A equipa vencedora, CRISP-X, criou uma ferramenta que, uma vez totalmente desenvolvida, fornecerá às empresas informações sobre a probabilidade e gravidade dos eventos climáticos nos seus locais, oferecendo estratégias de adaptação e construção de resiliência. A ferramenta visa capacitar os utilizadores com uma gestão de risco proativa e tomada de decisão informada, promovendo práticas sustentáveis e contribuindo para um ecosystem empresarial resiliente e ambientalmente consciente.

A prova está na carteira

Com ferramentas como a desenvolvida pela CRISP-X, o setor privado pode adotar uma abordagem mais baseada em dados para investimentos em resiliência climática e adaptação. A SFS está entre os credores que já ajudam os clientes a aumentar a resiliência climática e as medidas de adaptação nas suas instalações utilizando soluções de financiamento inovadoras apoiadas por tecnologia. Assim como continuamos a financiar a transição energética, queremos pôr os nossos dólares a trabalhar para garantir um futuro resiliente.

Por exemplo, ajudámos a Plus Power a financiar cinco instalações do sistema de armazenamento de energia de bateria (BESS) no Texas e Arizona. Os eventos meteorológicos causados pelas alterações climáticas, tais como ondas de calor e tempestades intensas de inverno, estão a desencadear uma procura recorde de eletricidade. O armazenamento de energia é essencial para manter uma rede fiável que possa resistir a eventos climáticos extremos, enquanto descarboniza as fontes de energia para combater as alterações climáticas.

De um ângulo diferente, disponibilizámos financiamento para apoiar a aquisição da CMI Limited Co., pela Charger Investment Partners, que projeta e fabrica materiais sustentáveis para a preservação da costa e acesso marinho. Com o nível do mar a subir, a durabilidade destes materiais é importante para zonas de inundação e portos.
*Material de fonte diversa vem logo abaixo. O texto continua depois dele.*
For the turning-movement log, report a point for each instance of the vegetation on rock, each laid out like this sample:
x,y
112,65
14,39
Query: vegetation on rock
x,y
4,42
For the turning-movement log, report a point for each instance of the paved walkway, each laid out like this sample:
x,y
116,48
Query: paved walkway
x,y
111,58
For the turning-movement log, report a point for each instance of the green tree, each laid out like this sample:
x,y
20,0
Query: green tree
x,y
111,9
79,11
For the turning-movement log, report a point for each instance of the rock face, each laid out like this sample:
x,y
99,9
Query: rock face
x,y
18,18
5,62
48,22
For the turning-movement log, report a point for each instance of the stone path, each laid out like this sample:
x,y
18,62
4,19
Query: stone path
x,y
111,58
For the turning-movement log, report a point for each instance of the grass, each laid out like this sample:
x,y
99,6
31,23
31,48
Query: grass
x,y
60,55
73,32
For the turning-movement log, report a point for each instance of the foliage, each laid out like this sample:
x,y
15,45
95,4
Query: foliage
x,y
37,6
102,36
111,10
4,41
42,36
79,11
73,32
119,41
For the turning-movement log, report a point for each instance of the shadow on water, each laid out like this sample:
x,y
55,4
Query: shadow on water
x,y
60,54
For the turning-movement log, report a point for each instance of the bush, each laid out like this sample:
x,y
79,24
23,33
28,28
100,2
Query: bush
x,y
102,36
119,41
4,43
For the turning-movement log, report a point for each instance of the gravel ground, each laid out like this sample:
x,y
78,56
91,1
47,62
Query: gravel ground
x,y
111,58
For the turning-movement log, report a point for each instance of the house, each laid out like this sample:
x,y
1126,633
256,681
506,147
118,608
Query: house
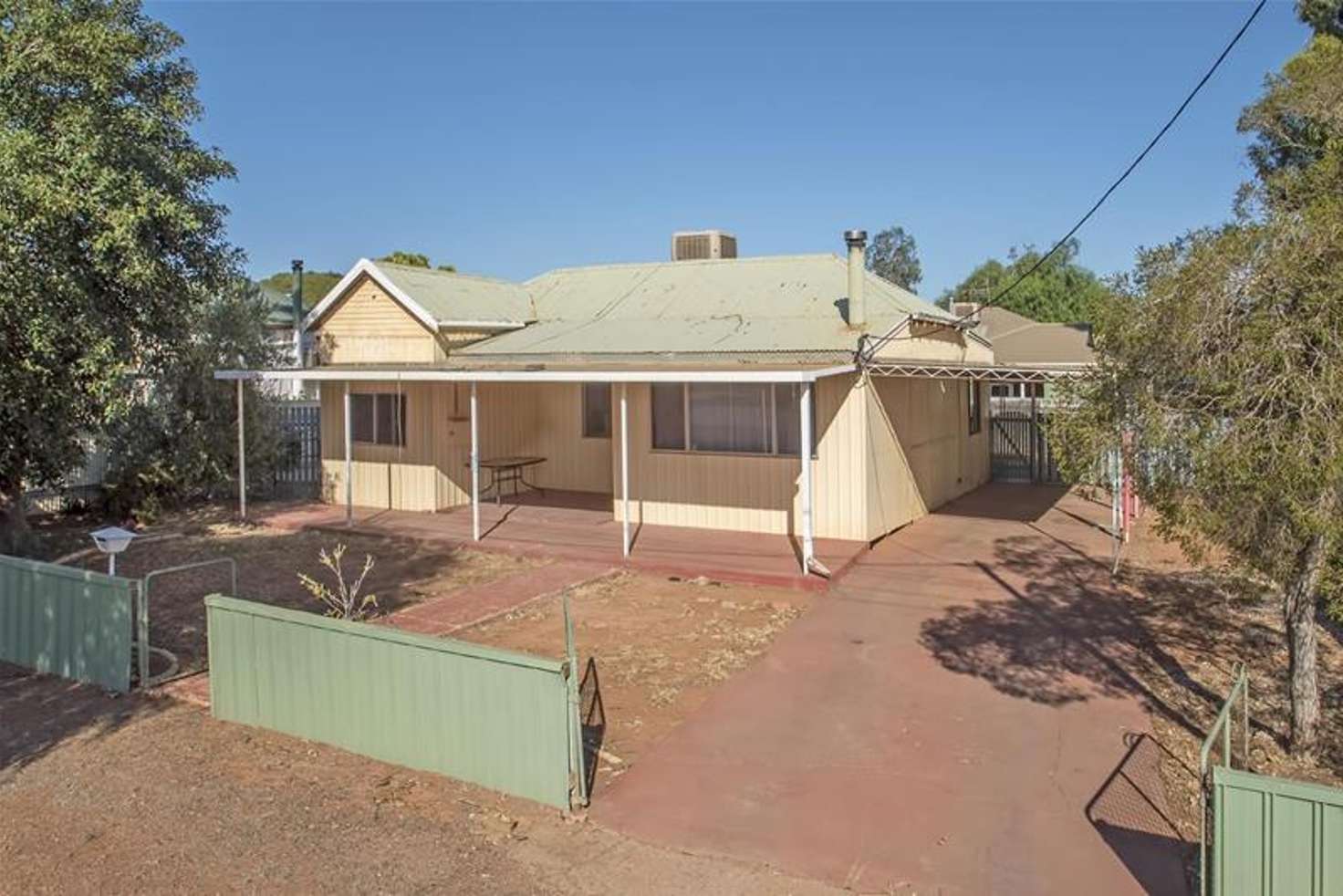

A visão da SFS é impulsionar a resiliência climática, ajudando os nossos clientes a descarbonizar as suas operações e a adaptar as suas instalações, identificando oportunidades de crescimento.

Conclusão

Os impactos das alterações climáticas são devastadores e é fundamental que tanto o setor público como o privado tomem medidas para mitigar e adaptar-se. Com tecnologia inteligente e maior financiamento, podemos construir um futuro mais resiliente.